Nomeação de juíza para a Suprema Corte voltou a colocar tema no centro da agenda política do país. Donald Trump assiste a discurso de Amy Coney Barrett, indicada para a Suprema Corte dos EUA
Carlos Barria/Reuters
A nomeação da juíza Amy Coney Barrett para a Suprema Corte dos Estados Unidos pelo presidente Donald Trump foi recebida com apreensão e entusiasmo por americanos dos dois lados do debate sobre o direito ao aborto.
Caso seja confirmada pelo Senado, Barrett irá alterar a composição da mais alta instância da Justiça americana, reforçando a chamada ala conservadora e aumentando a expectativa de opositores do aborto (e o temor dos defensores) de que a Suprema Corte possa reverter a decisão no caso Roe versus Wade, que em 1973 garantiu esse direito em todo o país.

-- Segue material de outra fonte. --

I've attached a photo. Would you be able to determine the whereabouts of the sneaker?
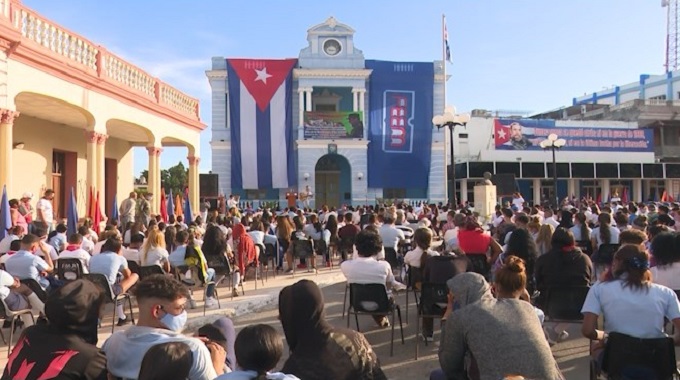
[205,297,217,308]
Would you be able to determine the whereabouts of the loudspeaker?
[491,173,516,197]
[198,174,220,198]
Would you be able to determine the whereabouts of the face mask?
[160,310,187,333]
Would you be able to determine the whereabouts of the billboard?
[494,119,654,152]
[304,111,364,140]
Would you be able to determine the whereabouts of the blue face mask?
[160,310,187,333]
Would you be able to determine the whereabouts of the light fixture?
[432,106,470,207]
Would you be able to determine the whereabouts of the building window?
[383,188,406,199]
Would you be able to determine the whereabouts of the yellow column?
[146,146,163,215]
[187,156,201,217]
[95,133,109,216]
[0,108,19,197]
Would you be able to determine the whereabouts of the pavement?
[0,267,616,380]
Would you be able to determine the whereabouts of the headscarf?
[45,280,104,344]
[446,272,493,308]
[232,223,257,275]
[279,280,333,351]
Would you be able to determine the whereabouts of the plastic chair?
[415,282,449,360]
[347,284,404,356]
[57,258,84,281]
[0,299,35,357]
[83,274,135,334]
[590,332,680,380]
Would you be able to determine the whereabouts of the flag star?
[498,129,505,140]
[255,67,273,84]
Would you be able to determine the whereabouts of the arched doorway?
[314,154,352,208]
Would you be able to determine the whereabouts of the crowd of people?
[0,190,680,380]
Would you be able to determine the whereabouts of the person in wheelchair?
[581,244,680,376]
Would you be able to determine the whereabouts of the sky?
[23,0,666,175]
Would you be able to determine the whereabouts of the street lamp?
[539,133,567,208]
[432,106,470,208]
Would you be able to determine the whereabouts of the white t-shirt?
[650,263,680,290]
[59,248,91,273]
[35,198,54,224]
[139,247,169,266]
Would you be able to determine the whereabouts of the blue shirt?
[90,252,127,285]
[5,250,50,289]
[581,280,680,339]
[168,244,187,267]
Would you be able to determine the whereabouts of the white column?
[628,179,642,202]
[298,88,305,125]
[305,87,314,111]
[534,178,541,204]
[602,179,611,203]
[459,178,467,204]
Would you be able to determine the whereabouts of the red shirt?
[458,230,491,255]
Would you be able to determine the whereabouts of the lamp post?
[432,106,470,208]
[539,133,567,208]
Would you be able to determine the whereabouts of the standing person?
[35,189,55,233]
[19,192,33,233]
[118,191,137,235]
[279,280,387,380]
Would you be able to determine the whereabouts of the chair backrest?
[128,260,140,274]
[83,273,116,303]
[291,240,314,258]
[349,284,390,313]
[602,332,677,379]
[20,278,47,302]
[593,244,620,265]
[542,286,590,322]
[57,258,83,281]
[418,282,449,316]
[139,265,165,280]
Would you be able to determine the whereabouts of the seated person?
[90,237,139,326]
[5,234,54,290]
[430,264,563,380]
[59,234,91,273]
[2,280,107,380]
[123,234,144,264]
[102,275,226,380]
[340,229,406,327]
[216,324,298,380]
[581,244,680,367]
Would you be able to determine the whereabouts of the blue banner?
[494,119,654,152]
[366,60,434,189]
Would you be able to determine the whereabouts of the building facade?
[206,17,446,207]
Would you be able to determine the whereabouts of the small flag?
[0,186,12,240]
[66,188,78,236]
[444,16,453,63]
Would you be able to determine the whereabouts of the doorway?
[313,154,352,208]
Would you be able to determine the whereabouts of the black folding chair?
[138,265,166,280]
[57,258,84,281]
[83,274,135,334]
[416,282,449,360]
[0,299,35,357]
[290,240,318,277]
[590,332,680,380]
[347,284,404,356]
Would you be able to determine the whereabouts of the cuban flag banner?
[227,59,297,189]
[366,60,434,189]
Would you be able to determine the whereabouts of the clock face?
[323,40,342,56]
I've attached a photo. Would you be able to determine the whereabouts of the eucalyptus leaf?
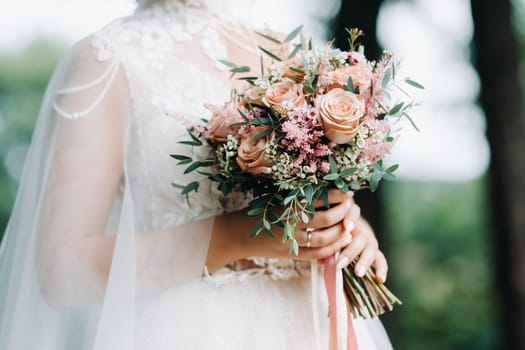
[288,239,299,256]
[301,211,310,224]
[284,25,303,43]
[335,178,345,189]
[388,102,405,115]
[288,44,303,59]
[181,181,199,195]
[304,185,314,203]
[255,31,282,44]
[246,208,264,217]
[402,113,420,131]
[250,220,263,238]
[184,161,201,174]
[264,227,277,238]
[385,164,399,174]
[383,174,396,181]
[283,223,294,243]
[258,46,282,62]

Derrubar Roe versus Wade é há décadas um projeto do movimento antiaborto nos Estados Unidos. Em 2016, Trump foi eleito com o apoio de 81% dos eleitores evangélicos brancos do país ao prometer nomear juízes que se opusessem ao aborto para a Suprema Corte e para instâncias inferiores, como os tribunais de apelação.
Desde que assumiu a Presidência, ele tem cumprido a promessa e já nomeou mais de 200 juízes para os tribunais do país. Barrett, indicada às vésperas da eleição de 3 de novembro, é o terceiro nome apontado por Trump para a Suprema Corte, depois de Neil Gorsuch, em 2017, e Brett Kavanaugh, em 2018.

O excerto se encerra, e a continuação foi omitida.